NLLLoss implementation


(Aki Rehn) #1

Hi.

NLLLoss was mentioned in couple lectures, but the implementation was never really explained.

Pytorch implementation leads to C -code:

I’m having really hard time grasping this concept. I think the implementation was skipped during lessons, but if I’m wrong about this, I would be really grateful for a link pointing to the video!

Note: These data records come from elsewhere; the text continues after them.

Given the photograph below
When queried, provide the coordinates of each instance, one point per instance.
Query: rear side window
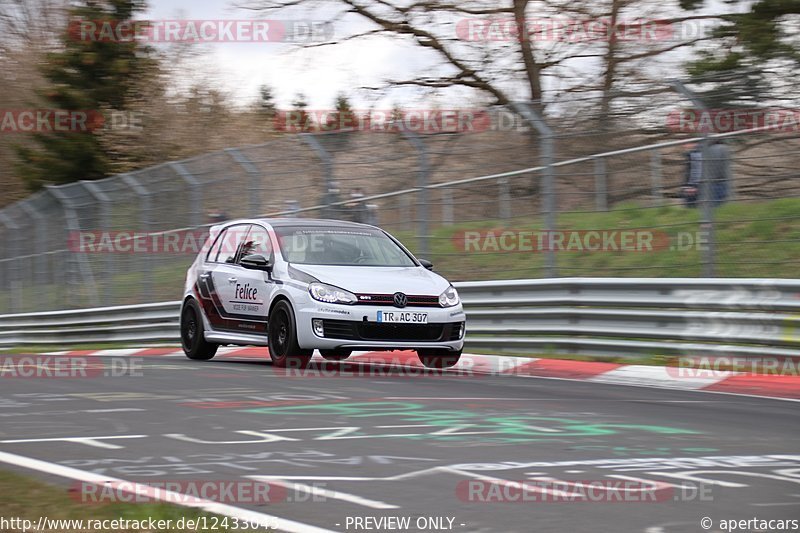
(230, 242)
(214, 251)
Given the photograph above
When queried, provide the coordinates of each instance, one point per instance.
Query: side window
(233, 238)
(257, 242)
(214, 251)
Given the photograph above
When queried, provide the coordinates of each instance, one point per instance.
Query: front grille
(416, 300)
(373, 331)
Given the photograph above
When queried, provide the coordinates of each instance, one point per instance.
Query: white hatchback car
(297, 285)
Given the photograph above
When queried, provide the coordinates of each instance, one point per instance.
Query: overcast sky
(319, 73)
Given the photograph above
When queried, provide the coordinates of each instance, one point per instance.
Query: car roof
(301, 222)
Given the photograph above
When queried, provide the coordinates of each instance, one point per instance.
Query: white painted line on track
(325, 493)
(281, 524)
(97, 442)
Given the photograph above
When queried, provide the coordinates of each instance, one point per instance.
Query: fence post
(39, 269)
(103, 199)
(600, 184)
(331, 196)
(196, 194)
(505, 199)
(13, 264)
(707, 212)
(422, 211)
(74, 226)
(144, 219)
(447, 206)
(255, 179)
(547, 151)
(655, 177)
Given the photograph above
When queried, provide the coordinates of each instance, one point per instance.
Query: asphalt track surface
(377, 442)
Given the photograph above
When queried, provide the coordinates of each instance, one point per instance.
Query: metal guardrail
(589, 316)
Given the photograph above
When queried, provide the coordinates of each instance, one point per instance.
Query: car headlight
(330, 294)
(449, 298)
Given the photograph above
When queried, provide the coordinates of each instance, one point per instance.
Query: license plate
(402, 317)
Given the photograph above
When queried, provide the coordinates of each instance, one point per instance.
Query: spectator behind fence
(694, 173)
(719, 171)
(356, 209)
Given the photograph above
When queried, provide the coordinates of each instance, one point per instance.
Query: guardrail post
(77, 257)
(422, 214)
(196, 195)
(706, 202)
(144, 219)
(255, 179)
(505, 199)
(655, 177)
(600, 184)
(547, 151)
(331, 195)
(39, 268)
(12, 266)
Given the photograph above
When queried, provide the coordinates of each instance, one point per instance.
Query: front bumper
(357, 327)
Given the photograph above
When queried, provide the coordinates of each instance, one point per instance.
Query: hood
(379, 280)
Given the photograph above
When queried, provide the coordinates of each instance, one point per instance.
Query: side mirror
(427, 264)
(256, 262)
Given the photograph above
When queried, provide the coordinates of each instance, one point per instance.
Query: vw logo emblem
(400, 299)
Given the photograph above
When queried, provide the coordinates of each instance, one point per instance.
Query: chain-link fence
(601, 185)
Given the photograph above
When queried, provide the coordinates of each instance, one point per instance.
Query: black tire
(438, 358)
(282, 337)
(192, 341)
(335, 355)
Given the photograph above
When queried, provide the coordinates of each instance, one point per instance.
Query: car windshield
(341, 246)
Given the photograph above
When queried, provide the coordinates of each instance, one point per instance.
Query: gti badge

Also the wiki only mentions the mathematical formula for multi class log loss, but does not include anything about Python code:

http://wiki.fast.ai/index.php/Log_Loss#Multi-class_Classification

How would one actually implement this in Pytorch using plain Python?

Thanks in advance!


(Nick) #2

Hi. I also had a hard time grasping this, especially because of confusion between CrossEntropyLoss and NLLLoss. Not sure if implementation of negative log likelihood loss was ever explained in courses. In short - CrossEntropyLoss = LogSoftmax + NLLLoss. Here is a quick example with NLLLoss implemenation:

import torch
torch.manual_seed(1)

def NLLLoss(logs, targets):
    out = torch.zeros_like(targets, dtype=torch.float)
    for i in range(len(targets)):
        out[i] = logs[i][targets[i]]
    return -out.sum()/len(out)

x = torch.randn(3, 5)
y = torch.LongTensor([0, 1, 2])
cross_entropy_loss = torch.nn.CrossEntropyLoss()
log_softmax = torch.nn.LogSoftmax(dim=1)
x_log = log_softmax(x)

nll_loss = torch.nn.NLLLoss()
print("Torch CrossEntropyLoss: ", cross_entropy_loss(x, y))
print("Torch NLL loss: ", nll_loss(x_log, y))
print("Custom NLL loss: ", NLLLoss(x_log, y))
# Torch CrossEntropyLoss:  tensor(1.8739)
# Torch NLL loss:  tensor(1.8739)
# Custom NLL loss:  tensor(1.8739)

NLL loss also supports ‘reduce’ parameter which is equal to True by default. In this case it would be something like this:

def NLLLoss(logs, targets, reduce=True):
    out = torch.zeros_like(targets, dtype=torch.float)
    for i in range(len(targets)):
        out[i] = logs[i][targets[i]]
    return -(out.sum()/len(out) if reduce else out)

(Aki Rehn) #3

Thanks a million!

Works like a charm with soft LogSoftmax when I pasted it in my notebook. Maybe I was too hard trying to avoid using for -loops…

I’ll take really close look at your code later, but for now I just want to thank you very, very much!


(Aki Rehn) #4

Hi.

I think I was getting pretty close. Here’s your code with the for loop removed:

def NLLLoss(logs, targets):
    out = torch.diag(logs[:,targets])
    return -out.sum()/len(out)

And replacing the sum+division with torch.mean() makes it even a bit more cleaner.

def NLLLoss(logs, targets):
    out = torch.diag(logs[:,targets])
    return -torch.mean(out)

And by removing Log from output layer gives this hand-coded CrossEntropyLoss

def CrossEntropyLoss(logs, targets):
    out = torch.diag(logs[:,targets])
    return -torch.mean(torch.log(out))

Nice, I made some big advances in my understanding today! :slight_smile:

Thanks again!


(Nikhil Prabhu) #5

Here’s a solution for the code with for loop removed by simply indexing the same matrix

def NLLLoss(logs, targets):
    out = logs[range(len(targets)), targets]
    return -out.sum()/len(out)